Question

Bromine is obtained from sea water by the following redox reaction: $$\mathrm{Cl}_{2}(\mathrm{g})+2 \mathrm{NaBr}(\mathrm{aq}) \rightarrow 2 \mathrm{NaCl}(\mathrm{aq})+\mathrm{Br}_{2}(\ell)$$ (a) What has been oxidized? What has been reduced? (b) Identify the oxidizing and reducing agents.

Short answer

Br- is oxidized; Cl2 is reduced. Oxidizing agent: Cl2. Reducing agent: NaBr.

Step-by-step solution

Write Down Oxidation States

Assign oxidation states to each element in the reactants and products:- In \( \mathrm{Cl}_2 \), each \( \mathrm{Cl} \) is in the 0 state.- In \( \mathrm{NaBr} \), \( \mathrm{Na} \) is +1 and \( \mathrm{Br} \) is -1.- In \( \mathrm{NaCl} \), \( \mathrm{Na} \) is +1 and \( \mathrm{Cl} \) is -1.- In \( \mathrm{Br}_2 \), each \( \mathrm{Br} \) is in the 0 state.

Determine Change in Oxidation States

Examine the changes in oxidation states:- \( \mathrm{Br} \) goes from -1 in \( \mathrm{NaBr} \) to 0 in \( \mathrm{Br}_2 \), indicating oxidation.- \( \mathrm{Cl} \) goes from 0 in \( \mathrm{Cl}_2 \) to -1 in \( \mathrm{NaCl} \), indicating reduction.

Identify Oxidized and Reduced Species

From Step 2:- \( \mathrm{Br}^- \) is oxidized to \( \mathrm{Br}_2 \).- \( \mathrm{Cl}_2 \) is reduced to \( \mathrm{Cl}^- \).
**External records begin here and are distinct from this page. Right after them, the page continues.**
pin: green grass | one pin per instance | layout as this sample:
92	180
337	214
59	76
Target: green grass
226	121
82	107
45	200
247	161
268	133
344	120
Identify Oxidizing and Reducing Agents

- The species oxidized is \( \mathrm{Br}^- \), making \( \mathrm{NaBr} \) the reducing agent.- The species reduced is \( \mathrm{Cl}_2 \), making \( \mathrm{Cl}_2 \) the oxidizing agent.

Key concepts

oxidation states

To understand redox reactions, it's essential to grasp what oxidation states are. Oxidation states, also known as oxidation numbers, represent the degree of oxidation of an atom in a compound. They help us track how many electrons an atom gains, loses, or shares during a reaction.
For elements in their standard state, like \( \mathrm{Cl}_2 \) and \( \mathrm{Br}_2 \), the oxidation state is zero. This is because they are not combined with any other elements. In contrast, in compounds like \( \mathrm{NaBr} \) and \( \mathrm{NaCl} \), each element has a specific oxidation state.
In \( \mathrm{NaBr} \), sodium (\( \mathrm{Na} \)) typically has an oxidation state of +1. Bromine (\( \mathrm{Br} \)) is at -1. In \( \mathrm{NaCl} \), the oxidation states are similar: sodium is +1, while chlorine (\( \mathrm{Cl} \)) is -1. Recognizing these values allows us to detect changes in oxidation states and understand the flow of electrons in reactions.

oxidizing agent

An oxidizing agent is a substance that brings about oxidation in another substance by gaining electrons. In doing so, the oxidizing agent is itself reduced. It's crucial in determining the direction of electron transfer.
For example, in the reaction \( \mathrm{Cl}_{2} + 2 \mathrm{NaBr} \rightarrow 2 \mathrm{NaCl} + \mathrm{Br}_{2} \), \( \mathrm{Cl}_2 \) acts as the oxidizing agent. Initially, it has an oxidation state of 0. During the reaction, it gains electrons and its oxidation state decreases to -1 in \( \mathrm{NaCl} \).
This electron gain by \( \mathrm{Cl}_2 \) is what defines it as the oxidizing agent. It's vital to remember that oxidizing agents are always reduced during redox reactions. They play an essential role in allowing the other substance – in this case, bromine – to be oxidized.

reducing agent

A reducing agent is the opposite of an oxidizing agent. It's a substance that donates electrons to another substance, reducing it. In this process, the reducing agent itself is oxidized.
In the reaction considered \( \mathrm{Cl}_{2}\) + \(2 \mathrm{NaBr}\) \(\rightarrow 2 \mathrm{NaCl}\) + \(\mathrm{Br}_{2}\), \(\mathrm{NaBr} \) acts as the reducing agent. Bromine in \( \mathrm{NaBr} \) starts with an oxidation state of -1 and changes to 0 when it becomes \( \mathrm{Br}_2 \).
As bromine loses electrons, it is oxidized, showing that \( \mathrm{NaBr} \) facilitated the electron donation process. Keep in mind that reducing agents are always oxidized in the reactions they are part of. Identifying them helps understand who donates electrons and who receives them.